Je ne parle pas de ce type de difficulté linguistique. D’ailleurs, si les gens qui ne sont pas du métier semblent se focaliser quelque peu sur cette question de vocabulaire—leurs propres questions ou observations vont très rapidement dans ce sens normalement—, en réalité, les néologismes et les terminologies spécialisés ou techniques posent de moins en moins de problèmes à l’heure du Web. Depuis fort longtemps il existe de magnifiques dictionnaires bilingues, voire polyglottes, consacrés à tous les domaines, semble-t-il, où l’esprit humain et l’onomatologie (la science des noms) ont été actifs. Le problème, c’était l’accès : il n’y a pas si longtemps, le traducteur, pourvu qu’il se trouvât dans une grande ville avec une bonne bibliothèque centrale, devait s’y traîner pour faire des recherches, et il ne disposait pas toujours du temps nécessaire, délais inhumains obligent. Aujourd’hui, de plus en plus de ces dictionnaires, ainsi que des sources rares de lexiques de toutes sortes, se trouvent en ligne. Une aubaine qui me fait bénir le moteur de recherche et ses algorithmes mystérieux !
Il y a une quinzaine d’années, bien avant cette révolution glorieuse dans l’accès à l’information, j’avais à traduire en anglais un manuel pour vendeurs d’argenterie de haute qualité. Entre autres délices à faire saliver toute personne avare de lexies rares, je tombe sur « le fond d’yeux ». Au moins je savais qu’il s’agit d’une partie de la fourchette. Mais laquelle ? Pas de dessin pour m’aider. Et où chercher cela, même à la bibliothèque du coin ? Au cas où le lecteur n’aurait plus son anatomie des couverts en tête, le fond d’yeux est le fond de l’entredent, ce dernier étant l’espace entre deux dents d’une fourchette. Pfff, évident. Le mot existe, j’imagine, entre autres raisons parce que cet endroit de la fourchette exige un travail particulier de limage manuel, au moins pour les fourchettes haut de gamme, comme tous les couverts de mon client. Et alors, tout cela en anglais ? Malheureusement, je ne pouvais offrir que de plates périphrases à la place de ces termes précis. Mes couverts en anglais étaient plus ternes que leurs bien brillantes contreparties en français.
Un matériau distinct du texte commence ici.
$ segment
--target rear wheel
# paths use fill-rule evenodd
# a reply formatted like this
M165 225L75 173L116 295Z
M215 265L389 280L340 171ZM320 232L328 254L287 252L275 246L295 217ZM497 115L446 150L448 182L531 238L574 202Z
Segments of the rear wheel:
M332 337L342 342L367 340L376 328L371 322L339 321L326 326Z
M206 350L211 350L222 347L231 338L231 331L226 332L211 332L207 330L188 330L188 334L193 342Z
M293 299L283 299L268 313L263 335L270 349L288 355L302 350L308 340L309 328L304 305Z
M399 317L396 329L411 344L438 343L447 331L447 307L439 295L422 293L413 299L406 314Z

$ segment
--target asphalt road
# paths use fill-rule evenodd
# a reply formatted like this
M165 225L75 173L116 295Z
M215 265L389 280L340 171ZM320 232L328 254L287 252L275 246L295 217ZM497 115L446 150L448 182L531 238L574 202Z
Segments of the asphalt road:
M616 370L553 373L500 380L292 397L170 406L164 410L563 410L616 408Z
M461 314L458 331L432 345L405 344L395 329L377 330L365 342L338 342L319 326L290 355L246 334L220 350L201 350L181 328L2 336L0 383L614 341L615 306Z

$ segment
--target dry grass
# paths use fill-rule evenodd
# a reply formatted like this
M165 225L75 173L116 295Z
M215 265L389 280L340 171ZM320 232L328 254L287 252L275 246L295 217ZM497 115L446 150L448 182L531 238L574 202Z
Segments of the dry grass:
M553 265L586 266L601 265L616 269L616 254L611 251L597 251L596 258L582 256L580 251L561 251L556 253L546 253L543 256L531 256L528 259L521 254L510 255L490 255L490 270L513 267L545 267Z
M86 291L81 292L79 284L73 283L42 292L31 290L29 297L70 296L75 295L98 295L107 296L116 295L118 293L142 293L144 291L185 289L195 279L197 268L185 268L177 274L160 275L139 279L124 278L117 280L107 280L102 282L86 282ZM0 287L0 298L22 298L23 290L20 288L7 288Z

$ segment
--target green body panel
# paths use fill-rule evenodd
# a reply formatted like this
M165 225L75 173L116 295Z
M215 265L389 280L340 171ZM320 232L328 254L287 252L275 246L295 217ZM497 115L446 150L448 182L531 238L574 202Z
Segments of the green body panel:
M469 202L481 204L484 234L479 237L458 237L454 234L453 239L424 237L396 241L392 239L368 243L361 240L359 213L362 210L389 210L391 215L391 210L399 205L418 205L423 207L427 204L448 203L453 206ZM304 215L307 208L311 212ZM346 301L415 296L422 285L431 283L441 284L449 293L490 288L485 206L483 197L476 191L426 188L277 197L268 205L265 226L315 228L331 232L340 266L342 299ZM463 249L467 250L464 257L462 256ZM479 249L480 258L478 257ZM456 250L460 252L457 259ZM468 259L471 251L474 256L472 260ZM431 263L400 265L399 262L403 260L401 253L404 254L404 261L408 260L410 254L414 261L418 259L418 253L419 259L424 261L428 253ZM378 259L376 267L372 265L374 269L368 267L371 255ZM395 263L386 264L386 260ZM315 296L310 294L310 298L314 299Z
Bien des mois après, je découvre par hasard dans une autre bibliothèque un exemplaire du Nouveau dictionnaire visuel français/anglais (Québec Amérique). Curieux, je le feuillette. Assez rapidement mon œil tombe sur les pages consacrées à la cuisine/kitchen. Tiens, est-ce qu’on donne… Et là, à la page 227 (je m’en suis acheté un exemplaire entretemps), le tiercé : le couteau, la fourchette, la cuillère… Les trois finement dessinés, avec leurs petits essaims de substantifs et de pointillés tout autour. Fond d’yeux se dit root ; entredent, slot ; collet, neck. Et la « mitre » du couteau, vous vous demandez ? Le bolster, évidemment. Et pour conclure cette discussion, cette même page m’eût épargné ce que l’on appelle communément dans le métier une bourde stratosphérique : la soie (tang) n’est pas, comme je pensai et traduisis, une qualité du toucher de la lame et du manche (une envolée lyrique qui s’élève elle aussi vers la stratosphère… et me fait encore rougir). Non, elle désigne en fait le « prolongement en pointe de la lame (…) sur lequel on monte le manche ou la poignée » (Petit Robert). Bon sang, bien sûr.
Aujourd’hui, on peut trouver toutes ces informations en une dizaine de minutes de recherche en ligne, évidemment.